Stage 2: Co-training the Latent Action Model and Dynamics Model
- The input for LAM consists of frames x1:t+1.
- The encoder of the LAM outputs a series of continuous latent actions a1:t.
- The decoder of the LAM then predicts the next frame x2:t+1, given the previous frames x1:t and the inferred latent actions a1:t.
- The LAM decoder is different from Dynamics model. Its input and output are in pixel space, but Dynamics model are using tokens from the video tokenizer.
- LAM decoder is only used to provide training signal.
- The size of the codebook used in LAM is 8, reflecting the typically small range of human inputs.
Latent Action Model
- All frames within the LAM operate in pixel space.
- The LAM’s encoder extracts a sequence of latent actions from a series of preceding frames.
- Its decoder takes previous frames and these latent actions as input to predict the subsequent frame.
- Since the decoder already has access to the previous frames (which contain visual information), the latent actions don’t need to capture visual details. Instead, they are designed to focus purely on action-related information.
- The loss for this part is a reconstruction loss, comparing the predicted frame with the actual next frame. It does not receive any loss signals from the dynamics model.
- During inference, only the codebook from the LAM is utilized; other parts are not needed.
Dynamics Model
- The dynamics model predicts the next frame using a method similar to MaskGIT.
- The model’s input are video tokens z1:T−1, and action token a1:T−1, and its task is to predict z2:T.

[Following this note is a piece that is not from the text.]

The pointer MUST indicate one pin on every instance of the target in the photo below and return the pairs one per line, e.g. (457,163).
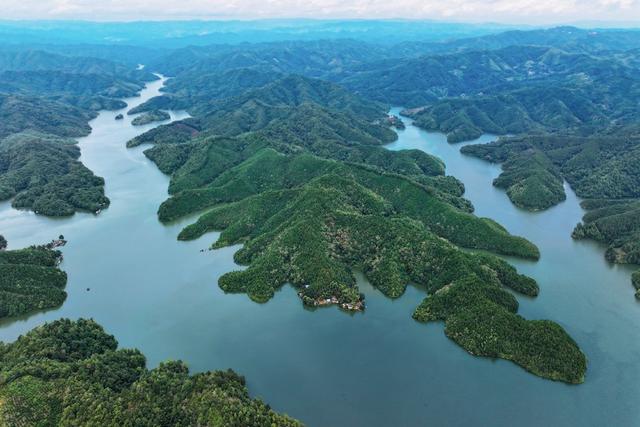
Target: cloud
(520,11)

- For training, similar to MaskGIT’s approach of predicting masked tokens, each frame’s corresponding tokens within z2:T−1 can be masked with a certain probability. It’s important to note that a single frame, like an image, consists of multiple tokens, so only a subset of these tokens belonging to that frame will be masked.
- While the common practice is to concatenate video tokens and latent actions, Genie uses element-wise addition for combining video tokens and latent action tokens.

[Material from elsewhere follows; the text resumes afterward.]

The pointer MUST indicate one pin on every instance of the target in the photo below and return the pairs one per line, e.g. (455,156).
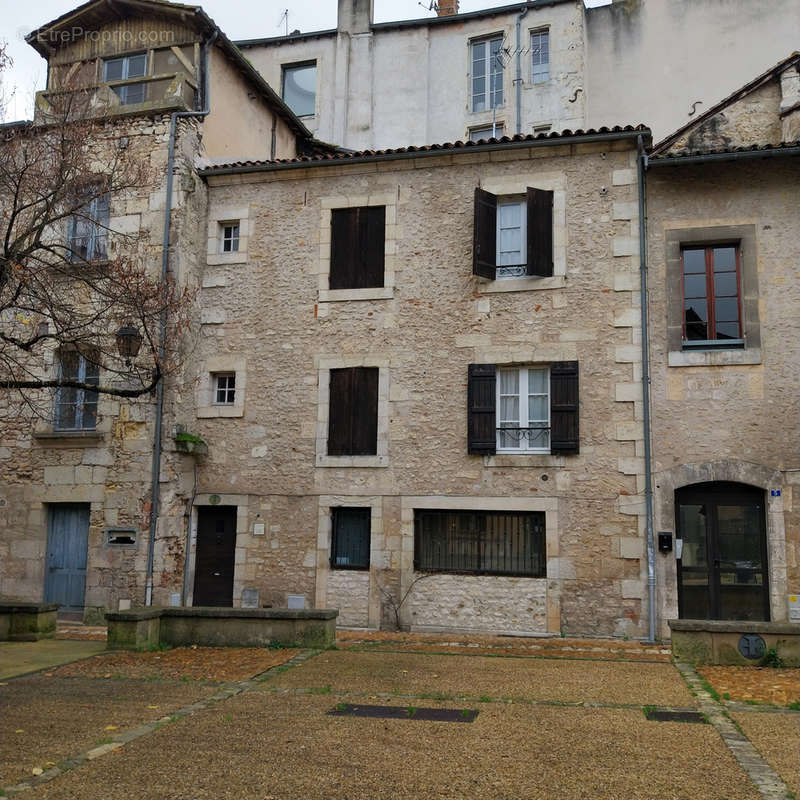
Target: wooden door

- The gradient will not propagate through action tokens.
If there is no user input, the latent action is set to 0.
Experiments
The Genie model was trained on 2D platformer games. The training data consisted of 16-second video clips sampled at 10 frames per second, totaling 30,000 hours of video content. The videos were processed at a resolution of 160x90 pixels.
- Evaluating Generated Video Quality: The quality of the generated videos was assessed using the Frechet Video Distance (FVD).

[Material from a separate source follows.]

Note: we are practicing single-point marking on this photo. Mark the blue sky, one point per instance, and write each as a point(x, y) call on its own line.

- Testing Controllability: To evaluate the model’s controllability, the Peak Signal-to-Noise Ratio (PSNR) was used to measure the similarity between generated videos and ground-truth videos. This involved two scenarios:
- One video was generated using the ground-truth action sequence.
- Another video was generated using a random action sequence.
- Theoretically, if the model is controllable, the video generated with the ground-truth action sequence should be more similar to the actual ground-truth video.
Video Tokenizer:
- 200 million parameters.
- Patch size of 4.
- Codebook embedding size of 32.
- Vocabulary size of 1024.
Latent Action Model:
- 300 million parameters.
- Patch size of 16.
- Embedding size of 32.
- Vocabulary size of 8.
A sequence length of 16 frames was used for training all components.
batch size = 448 is better than 128 and 256, which means more data is better with same number of updates.
During inference, 25 MaskGIT steps were performed for the sampling of each frame, using random sampling with a temperature of 2.
The model demonstrated an understanding of 3D concepts and simulated parallax, where closer objects appear to move more significantly.
Ablation Study
whether LAM should learn actions directly from raw pixel images or from video tokens.
- Learning actions directly from raw pixel images yielded superior results.
- This approach allowed latent actions to control video generation more effectively, leading to a better PSNR.
- On more complex robotics datasets, learning from pixels also produced better visual quality, as indicated by a better FVD.
We compared different architectures for the video tokenizer: spatial-only ViT, C-ViVit, and ST-ViViT.
- The Spatial-Temporal ViViT (ST-ViViT) architecture performed better in terms of both FVD and PSNR.